In the following figure, we plot the speedup with respect to the implementation without cell lists obtained in Assignment 1. We see improvement in the timing for lower number of MPI processes and bigger number of particles.
For auto-generating parameter files: gen_input.py
int parallel_tempering(...)
{
int swap = 0; // store result of metropolis check (0 or 1)

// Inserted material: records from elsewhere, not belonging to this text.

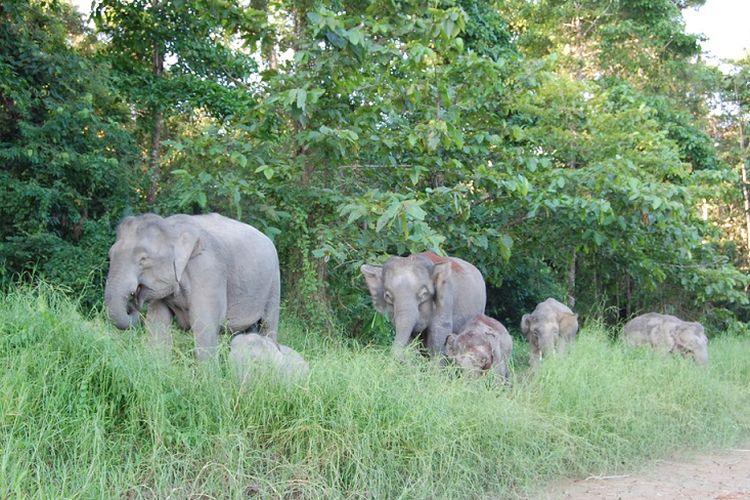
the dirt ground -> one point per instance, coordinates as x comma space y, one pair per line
723, 475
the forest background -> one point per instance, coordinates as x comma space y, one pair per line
577, 149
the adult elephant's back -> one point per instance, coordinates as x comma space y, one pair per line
468, 289
252, 269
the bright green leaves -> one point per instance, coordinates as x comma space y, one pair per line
395, 213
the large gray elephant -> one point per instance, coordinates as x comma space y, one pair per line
426, 293
549, 328
668, 333
205, 271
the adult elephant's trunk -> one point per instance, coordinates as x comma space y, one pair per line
404, 320
119, 298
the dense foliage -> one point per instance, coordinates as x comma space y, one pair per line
90, 412
563, 147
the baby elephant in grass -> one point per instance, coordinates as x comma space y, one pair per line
250, 351
483, 344
549, 328
668, 333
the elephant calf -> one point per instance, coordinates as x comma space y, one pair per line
483, 344
669, 334
549, 328
249, 351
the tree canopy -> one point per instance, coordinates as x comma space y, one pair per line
568, 149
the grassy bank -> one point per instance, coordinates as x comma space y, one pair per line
85, 410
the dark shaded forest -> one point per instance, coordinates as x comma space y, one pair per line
576, 149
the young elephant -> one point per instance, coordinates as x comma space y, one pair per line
426, 293
549, 328
483, 344
249, 351
669, 334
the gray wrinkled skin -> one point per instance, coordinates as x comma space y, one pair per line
250, 351
668, 333
204, 271
549, 328
427, 294
484, 344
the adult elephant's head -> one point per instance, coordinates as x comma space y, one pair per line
690, 339
146, 262
408, 290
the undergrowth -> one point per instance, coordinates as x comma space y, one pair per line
87, 411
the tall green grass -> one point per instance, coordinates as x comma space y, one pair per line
87, 411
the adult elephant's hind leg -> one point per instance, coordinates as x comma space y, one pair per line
271, 313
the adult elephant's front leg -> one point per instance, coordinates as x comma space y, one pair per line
158, 321
206, 318
439, 331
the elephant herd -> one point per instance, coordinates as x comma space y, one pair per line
209, 272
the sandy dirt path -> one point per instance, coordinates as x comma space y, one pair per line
723, 475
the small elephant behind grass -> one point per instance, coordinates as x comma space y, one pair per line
669, 334
549, 328
250, 352
484, 344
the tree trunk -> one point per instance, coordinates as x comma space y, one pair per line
572, 280
743, 167
156, 132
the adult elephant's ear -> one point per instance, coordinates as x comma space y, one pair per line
568, 324
374, 279
187, 246
526, 324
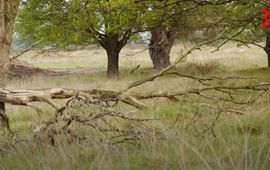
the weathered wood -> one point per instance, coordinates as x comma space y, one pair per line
8, 12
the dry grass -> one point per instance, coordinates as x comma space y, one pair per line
241, 142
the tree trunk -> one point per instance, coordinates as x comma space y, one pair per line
267, 48
8, 12
113, 64
160, 46
113, 47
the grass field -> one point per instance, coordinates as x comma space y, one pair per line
187, 142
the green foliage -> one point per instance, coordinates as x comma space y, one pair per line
78, 21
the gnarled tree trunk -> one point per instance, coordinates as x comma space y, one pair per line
267, 48
113, 46
160, 46
8, 12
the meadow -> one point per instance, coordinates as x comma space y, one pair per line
189, 136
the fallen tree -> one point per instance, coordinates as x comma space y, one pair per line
208, 89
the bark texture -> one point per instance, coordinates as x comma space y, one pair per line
160, 46
267, 48
8, 12
113, 46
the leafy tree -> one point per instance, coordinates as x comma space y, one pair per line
111, 23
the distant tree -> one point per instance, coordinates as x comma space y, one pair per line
111, 23
192, 20
8, 12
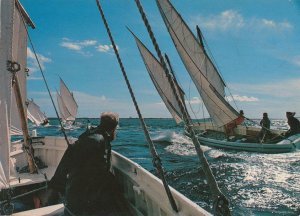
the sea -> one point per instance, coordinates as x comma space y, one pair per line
254, 183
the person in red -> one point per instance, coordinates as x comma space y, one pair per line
229, 127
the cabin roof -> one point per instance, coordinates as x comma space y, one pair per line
25, 14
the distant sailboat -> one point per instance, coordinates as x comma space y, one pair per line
211, 88
35, 115
66, 103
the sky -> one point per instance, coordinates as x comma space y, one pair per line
254, 43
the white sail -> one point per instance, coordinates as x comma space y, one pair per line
35, 114
68, 103
160, 81
201, 69
13, 47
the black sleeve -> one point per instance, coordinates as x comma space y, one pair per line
58, 181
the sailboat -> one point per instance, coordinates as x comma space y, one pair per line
144, 192
13, 111
35, 115
211, 88
66, 104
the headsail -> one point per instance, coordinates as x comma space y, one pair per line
35, 114
63, 111
201, 69
66, 103
160, 81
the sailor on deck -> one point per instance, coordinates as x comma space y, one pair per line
293, 123
265, 124
90, 187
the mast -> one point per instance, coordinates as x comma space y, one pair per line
160, 81
180, 91
21, 108
220, 201
202, 71
156, 160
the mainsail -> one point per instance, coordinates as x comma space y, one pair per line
160, 80
35, 114
200, 67
66, 103
13, 52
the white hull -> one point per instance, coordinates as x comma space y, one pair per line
282, 147
144, 192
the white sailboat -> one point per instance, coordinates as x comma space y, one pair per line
66, 103
35, 115
144, 192
211, 88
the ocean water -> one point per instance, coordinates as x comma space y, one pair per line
255, 183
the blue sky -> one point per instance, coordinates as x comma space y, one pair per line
255, 44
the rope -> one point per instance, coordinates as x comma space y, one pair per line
218, 197
156, 159
48, 89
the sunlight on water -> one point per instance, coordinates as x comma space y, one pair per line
255, 183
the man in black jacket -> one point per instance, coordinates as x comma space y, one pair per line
293, 123
90, 188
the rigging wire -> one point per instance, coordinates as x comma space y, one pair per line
156, 159
44, 79
220, 201
217, 67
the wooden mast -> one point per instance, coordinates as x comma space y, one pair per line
14, 68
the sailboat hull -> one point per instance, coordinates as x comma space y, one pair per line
281, 147
144, 191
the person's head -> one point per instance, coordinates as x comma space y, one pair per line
241, 112
109, 122
290, 114
265, 115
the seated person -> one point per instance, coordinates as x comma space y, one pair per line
265, 124
293, 123
229, 127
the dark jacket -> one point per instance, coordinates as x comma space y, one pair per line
90, 189
294, 126
265, 123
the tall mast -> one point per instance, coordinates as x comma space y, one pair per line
14, 67
220, 201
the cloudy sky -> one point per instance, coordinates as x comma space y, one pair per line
255, 44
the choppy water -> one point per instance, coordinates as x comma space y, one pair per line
255, 183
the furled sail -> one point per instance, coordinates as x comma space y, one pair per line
66, 103
160, 81
200, 67
35, 114
13, 49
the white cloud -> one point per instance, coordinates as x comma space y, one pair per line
194, 100
226, 20
233, 20
284, 88
71, 45
87, 43
34, 78
32, 62
105, 48
296, 60
78, 46
241, 98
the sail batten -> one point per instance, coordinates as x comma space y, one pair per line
206, 78
160, 81
66, 103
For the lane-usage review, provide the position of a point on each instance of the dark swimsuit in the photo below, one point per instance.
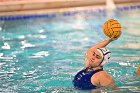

double ET_buf[2]; // buffer for energy and temperature exchanges
// perform parallel tempering on master processes only
if (myrank == 0)
{
if ( irep > partner ) // process of higher rank sends data to lower rank
{
ET_buf[0] = engconf;
ET_buf[1] = temperature;
MPI_Send(ET_buf, 2, MPI_DOUBLE, partner, istep+nstep, comm_col);
// metropolis check performed in lower-ranked process
MPI_Recv(&swap, 1, MPI_INT, partner, istep+2*nstep, comm_col, MPI_STATUS_IGNORE);
}
else // lower-ranked partner performs the metropolis check
{
MPI_Recv(ET_buf, 2, MPI_DOUBLE, partner, istep+nstep, comm_col, MPI_STATUS_IGNORE);
// check metropolis criterion
double acc = (1.0/temperature - 1.0/ET_buf[1])*(engconf-ET_buf[0]);
if (acc > 0) swap = 1;
else if (exp(acc) > random.U01()) swap = 1;
MPI_Send(&swap, 1, MPI_INT, partner, istep+2*nstep, comm_col);
}
}
vector<Vector> buffer(natoms);
// Broadcast the result of metropolis step
MPI_Bcast(&swap, 1, MPI_INT, 0, comm);
// swap particle positions and velocities
if(swap==1){
// put positions in a buffer
buffer = positions;
// send positions buffer and receive positions
MPI_Sendrecv( &buffer[0][0], 3*natoms, MPI_DOUBLE, partner, 20*nstep+istep,
&positions[0][0], 3*natoms, MPI_DOUBLE, partner, 20*nstep+istep,
comm_col, MPI_STATUS_IGNORE);
// put velocities in a buffer
buffer.clear();
buffer = velocities;
// send velocities buffer and receive velocities
MPI_Sendrecv( &buffer[0][0], 3*natoms, MPI_DOUBLE, partner, 40*nstep+istep,
&velocities[0][0], 3*natoms, MPI_DOUBLE, partner, 40*nstep+istep,
comm_col, MPI_STATUS_IGNORE);
// send and receive temperatures for rescaling
MPI_Sendrecv(&temperature, 1, MPI_DOUBLE, partner, istep+50*nstep,
&ET_buf[1], 1, MPI_DOUBLE, partner, istep+50*nstep, comm_col, MPI_STATUS_IGNORE);
// rescale velocities accordingly
double factor = sqrt( temperature / ET_buf[1] );
for(int iatom=0;iatom<natoms;iatom++) for(int i=0;i<3;i++) velocities[iatom][i] *= factor;
}
return swap;
}
To verify that the parallel tempering implementation is working correctly, we look at the potential energy for different values of the exchange stride. A low value means frequent exchanges, while the max value which exceeds nsteps means no exchanges occur. We see that we get relatively the same potential energy for each replica.
We also look at the behaviour of the acceptance ratio of the swaps with respect to the size of the system. We see that as the system size increases, the Metropolis criterion accepts the swaps even less.